Rios keeping long view during struggles

Rios keeping long view during struggles

Rios keeping long view during struggles
CHICAGO -- Alex Rios knows he is having the worst season of his career, but at the same time he also knows it's just that -- one season.

"This is just a bad season," the struggling center fielder said. "That doesn't mean this is the end of my career. Obviously, this is a terrible season and nobody wants to have a season like that, but I know what I've done in the past and what I can do in the future."

Rios, who was not in Thursday's starting lineup, is hitting just .207 -- well below his .275 career average -- and has just six home runs and 24 RBIs this season. He went through a similar slump when he first arrived in Chicago after being claimed off waivers from Toronto on August 10, 2009.

After hitting just .199 while playing in 41 games that season, Rios turned things around from his dreadful two months in Chicago in 2009 and hit .284 with 21 home runs and 88 RBIs in 2010. Now on pace for easily his worst batting average for an entire season -- his previous low was .247 in 2009 -- Rios is looking to find his way out of another extended slump.

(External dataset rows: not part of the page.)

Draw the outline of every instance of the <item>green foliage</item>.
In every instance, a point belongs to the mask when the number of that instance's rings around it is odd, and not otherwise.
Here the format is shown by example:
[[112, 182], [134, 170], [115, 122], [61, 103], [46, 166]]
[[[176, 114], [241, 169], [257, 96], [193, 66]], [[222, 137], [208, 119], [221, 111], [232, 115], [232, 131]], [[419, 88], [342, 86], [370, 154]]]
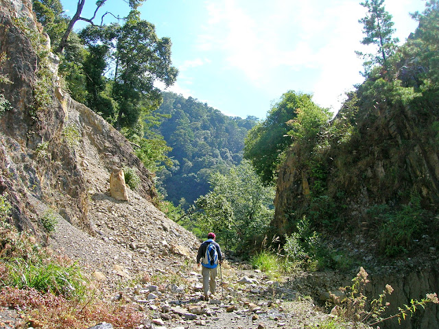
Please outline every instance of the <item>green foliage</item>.
[[367, 8], [366, 16], [359, 22], [364, 25], [363, 33], [366, 36], [361, 40], [363, 45], [375, 45], [378, 47], [378, 55], [364, 54], [359, 51], [357, 53], [366, 60], [364, 63], [365, 76], [370, 73], [371, 68], [379, 64], [385, 69], [388, 68], [388, 60], [396, 48], [399, 41], [398, 38], [392, 38], [393, 22], [392, 15], [385, 11], [384, 0], [366, 0], [361, 5]]
[[[6, 60], [6, 53], [0, 53], [0, 67], [4, 65]], [[12, 82], [4, 74], [0, 74], [0, 84], [11, 84]], [[0, 94], [0, 118], [5, 111], [11, 108], [11, 104], [8, 99], [5, 98], [4, 95]]]
[[383, 313], [390, 305], [385, 302], [385, 298], [392, 294], [394, 289], [390, 285], [386, 284], [385, 289], [383, 290], [377, 298], [369, 301], [364, 294], [366, 287], [370, 282], [368, 276], [368, 273], [361, 267], [357, 276], [352, 280], [352, 285], [340, 289], [344, 297], [340, 297], [333, 295], [335, 303], [333, 313], [338, 315], [343, 321], [351, 324], [352, 328], [362, 328], [361, 324], [376, 326], [393, 318], [397, 318], [401, 324], [401, 319], [405, 319], [407, 316], [413, 316], [420, 306], [425, 308], [427, 303], [439, 304], [436, 293], [427, 293], [425, 298], [420, 301], [411, 300], [410, 305], [404, 305], [403, 308], [399, 307], [398, 313], [383, 318]]
[[56, 218], [56, 214], [51, 209], [49, 209], [45, 212], [40, 218], [43, 227], [48, 233], [51, 233], [55, 231], [56, 223], [58, 219]]
[[184, 197], [185, 209], [208, 193], [212, 173], [225, 174], [239, 164], [244, 137], [257, 122], [254, 117], [227, 117], [192, 97], [171, 93], [163, 93], [157, 114], [163, 122], [151, 129], [172, 148], [172, 165], [158, 173], [162, 185], [158, 189], [175, 205]]
[[129, 167], [124, 167], [122, 170], [125, 174], [125, 183], [132, 190], [135, 190], [141, 183], [140, 178], [136, 173], [136, 170]]
[[261, 250], [250, 258], [250, 264], [254, 269], [263, 272], [278, 271], [279, 262], [277, 256], [268, 250]]
[[316, 269], [318, 266], [318, 254], [322, 248], [320, 237], [316, 231], [311, 232], [309, 221], [305, 216], [297, 223], [296, 230], [289, 236], [285, 234], [283, 250], [287, 259], [302, 263], [306, 268]]
[[69, 125], [62, 129], [62, 139], [71, 149], [76, 149], [80, 146], [81, 135], [75, 125]]
[[6, 195], [0, 195], [0, 221], [5, 219], [12, 207], [6, 199]]
[[49, 147], [49, 142], [41, 142], [38, 143], [35, 149], [35, 157], [36, 159], [43, 159], [48, 156], [47, 148]]
[[273, 182], [282, 154], [294, 138], [313, 138], [310, 135], [318, 129], [316, 126], [324, 116], [323, 113], [328, 113], [321, 111], [311, 101], [311, 95], [290, 90], [274, 104], [265, 120], [250, 130], [245, 141], [244, 158], [252, 162], [264, 183]]
[[213, 174], [211, 184], [191, 217], [204, 232], [215, 232], [227, 249], [248, 252], [261, 245], [274, 215], [274, 188], [263, 185], [247, 161], [225, 175]]
[[56, 49], [69, 25], [60, 0], [33, 0], [32, 9], [36, 19], [44, 26], [51, 40], [51, 48]]
[[[423, 82], [426, 89], [439, 87], [439, 1], [429, 0], [423, 13], [413, 18], [419, 22], [414, 37], [409, 38], [403, 49], [406, 81]], [[407, 77], [408, 75], [408, 77]]]
[[0, 288], [36, 289], [68, 298], [84, 295], [86, 282], [79, 266], [63, 258], [51, 257], [35, 241], [0, 221], [0, 265], [5, 266]]
[[65, 266], [56, 263], [33, 264], [23, 258], [8, 261], [8, 280], [5, 282], [18, 289], [34, 288], [38, 291], [62, 295], [67, 297], [82, 296], [86, 286], [80, 268], [76, 264]]
[[332, 114], [327, 108], [321, 108], [311, 103], [308, 106], [298, 108], [296, 117], [287, 122], [291, 127], [287, 134], [291, 136], [294, 143], [313, 143], [322, 127], [328, 123]]
[[309, 328], [309, 329], [339, 329], [344, 327], [341, 326], [336, 320], [329, 319], [316, 326], [311, 325], [308, 328]]
[[5, 111], [8, 111], [11, 108], [11, 103], [5, 98], [3, 94], [0, 94], [0, 118], [4, 114]]
[[171, 66], [171, 40], [157, 38], [154, 26], [140, 19], [132, 10], [113, 36], [117, 69], [112, 85], [113, 98], [119, 104], [116, 128], [134, 125], [143, 103], [160, 99], [156, 81], [172, 85], [178, 70]]
[[387, 205], [372, 207], [368, 211], [380, 223], [379, 245], [388, 256], [401, 255], [410, 250], [414, 240], [418, 239], [427, 227], [428, 212], [420, 206], [420, 197], [412, 194], [409, 204], [401, 209], [391, 209]]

"It gets to your head," he said. "It's mentally and physically draining. It gets to a point where you almost lose your confidence in yourself, but I haven't gotten to that point yet, because I know I can do a good job on the field."

More recently, fans at U.S. Cellular Field have started showing their displeasure, not just with Rios' offense, but also his play defensively. In Saturday's loss to the Red Sox, Rios allowed Josh Reddick to score from first base on a single to center field after taking too long to get the ball in and then making a throw that was tough to handle for second baseman Gordon Beckham.

Rios was booed again in Wednesday night's loss to the Yankees when a Mark Teixeira base hit skipped past him all the way to the wall, allowing two runs to score on what turned into a triple for Teixeira.

"I mean, you hear them, but you focus on the game," Rios said of the boos. "That's something that you have to deal with and be strong about it. People have to understand that sometimes we're going to make mistakes, it's part of the game.

"And sometimes we're not going to get to balls that are hit to us, and we're not going to try to make an attempt to dive on a ball that you don't need to dive for because you know you're not going to get it."